Она сделала два снимка.

– Идеально. Я всегда буду помнить тебя таким.

– С лентой на голове?

– Это чтобы видеть твои глаза, – возразила Анна.

– Я знаю, – сказал он и обнял ее.

Когда они разомкнули объятия, он показал ей на дальнюю северную оконечность озера:

– Вон там, ниже линии снегов, видишь? Это Мотта, там отец Ре и его «Каса Альпина». Я тебе рассказывал об этом месте.

– Я помню, – сказала Анна. – Как ты думаешь, он по-прежнему помогает им? Отец Ре?

– Конечно, – ответил Пино. – Ничто не может поколебать его веру.

А в следующее мгновение он подумал о платформе двадцать один. Наверно, это отразилось на его лице, потому что Анна спросила:

– Что-то не так?

Он рассказал ей, что видел на платформе, какой ужас испытал, когда тронулся поезд с этими красными вагонами для перевозки скота, когда в щели появились детские пальчики.

Анна вздохнула, погладила его спину и сказала:

– Невозможно быть героем все время, Пино.

– Ну, если ты так уверена.

– Я в этом уверена. Ты не можешь все ужасы мира взвалить на свои плечи. Ты должен найти свое счастье в мире и стараться по возможности помогать другим.

– Я счастлив, когда с тобой.

Ее, казалось, раздирают какие-то внутренние противоречия, но потом она улыбнулась и сказала:

– Знаешь, и я тоже, когда с тобой.

– Расскажи мне о своей матери, – попросил Пино. Анна напряглась. – Незаживший шрам?

– Один из самых мучительных, – ответила она, и они двинулись вдоль берега озера.

Анна рассказала Пино, что ее мать после смерти мужа в море и спасения дочери стала медленно сходить с ума. Она говорила Анне, что та виновата в смерти отца и во всех выкидышах, которые у нее случились после рождения Анны.

– Она считала, что у меня дурной глаз, – сказала Анна.

– У тебя? – переспросил Пино и рассмеялся.

– Это не смешно, – возразила Анна расстроенным голосом. – Моя мать ужасно со мной обращалась, Пино. Она внушала мне всякие мысли обо мне, ложные мысли. Она даже приглашала священников, чтобы изгонять из меня демонов.

– Не может быть!

– Может. Когда я смогла уйти от нее, я ушла.

– Из Триеста?

– Сначала из дома, а вскоре и из Триеста, – сказала она и повернулась к озеру.

– И куда?

– В Инсбрук. Я ответила на объявление, познакомилась с Долли, и вот я здесь. Странно, как жизнь всегда приводит тебя в те места и к тем людям, которых ты должна увидеть.

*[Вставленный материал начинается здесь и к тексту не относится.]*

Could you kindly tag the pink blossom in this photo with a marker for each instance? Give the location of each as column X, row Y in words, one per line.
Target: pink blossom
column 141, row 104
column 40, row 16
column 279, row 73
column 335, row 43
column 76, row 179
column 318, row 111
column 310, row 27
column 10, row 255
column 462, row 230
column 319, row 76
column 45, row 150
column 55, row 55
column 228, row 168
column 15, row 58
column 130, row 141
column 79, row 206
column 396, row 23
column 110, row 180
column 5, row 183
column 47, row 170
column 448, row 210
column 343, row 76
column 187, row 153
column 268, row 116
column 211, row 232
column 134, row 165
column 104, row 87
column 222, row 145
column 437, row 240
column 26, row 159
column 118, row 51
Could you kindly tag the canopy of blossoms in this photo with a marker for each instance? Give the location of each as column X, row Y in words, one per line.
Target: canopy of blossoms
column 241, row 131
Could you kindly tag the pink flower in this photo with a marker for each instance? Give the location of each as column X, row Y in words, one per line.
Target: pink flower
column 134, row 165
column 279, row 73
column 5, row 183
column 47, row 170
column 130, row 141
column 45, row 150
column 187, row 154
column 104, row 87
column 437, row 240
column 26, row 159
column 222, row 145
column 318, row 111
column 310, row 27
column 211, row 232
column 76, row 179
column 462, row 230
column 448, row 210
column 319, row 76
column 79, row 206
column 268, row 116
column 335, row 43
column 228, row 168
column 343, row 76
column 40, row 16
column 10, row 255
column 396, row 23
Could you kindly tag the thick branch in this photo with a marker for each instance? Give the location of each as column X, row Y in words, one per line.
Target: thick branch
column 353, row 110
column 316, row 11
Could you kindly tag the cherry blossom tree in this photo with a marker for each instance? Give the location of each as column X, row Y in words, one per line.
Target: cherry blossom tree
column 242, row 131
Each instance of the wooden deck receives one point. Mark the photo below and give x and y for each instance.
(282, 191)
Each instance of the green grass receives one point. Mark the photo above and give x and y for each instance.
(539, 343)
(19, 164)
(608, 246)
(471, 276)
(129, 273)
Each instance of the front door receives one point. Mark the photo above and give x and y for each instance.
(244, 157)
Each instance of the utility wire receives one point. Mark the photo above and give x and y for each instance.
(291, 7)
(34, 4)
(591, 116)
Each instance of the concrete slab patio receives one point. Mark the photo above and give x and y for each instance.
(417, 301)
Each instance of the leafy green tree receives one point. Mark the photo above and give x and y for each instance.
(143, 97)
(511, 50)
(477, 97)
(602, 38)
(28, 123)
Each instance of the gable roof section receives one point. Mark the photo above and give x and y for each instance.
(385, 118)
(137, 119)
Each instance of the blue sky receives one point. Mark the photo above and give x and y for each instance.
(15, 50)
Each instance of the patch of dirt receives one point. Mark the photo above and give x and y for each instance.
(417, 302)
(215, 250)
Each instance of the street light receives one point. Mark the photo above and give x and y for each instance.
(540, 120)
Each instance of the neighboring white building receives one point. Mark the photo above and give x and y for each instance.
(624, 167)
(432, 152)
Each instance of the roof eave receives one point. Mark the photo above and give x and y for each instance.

– Ты веришь в это в связи со мной?

Подул ветерок, пряди волос упали ей на лицо.

– Пожалуй. Да.

Пино подумал, в чем же состоял план Бога, когда он свел его с генералом Лейерсом, но, когда Анна убрала волосы с лица и улыбнулась ему, он забыл обо всем.

– Мне не нравится парижская помада, – сказал он.

Она рассмеялась:

– А куда еще мы можем съездить? Какие другие красивые места ты знаешь?

– Выбирай.

– Близ Триеста я знаю много мест. А здесь – нет.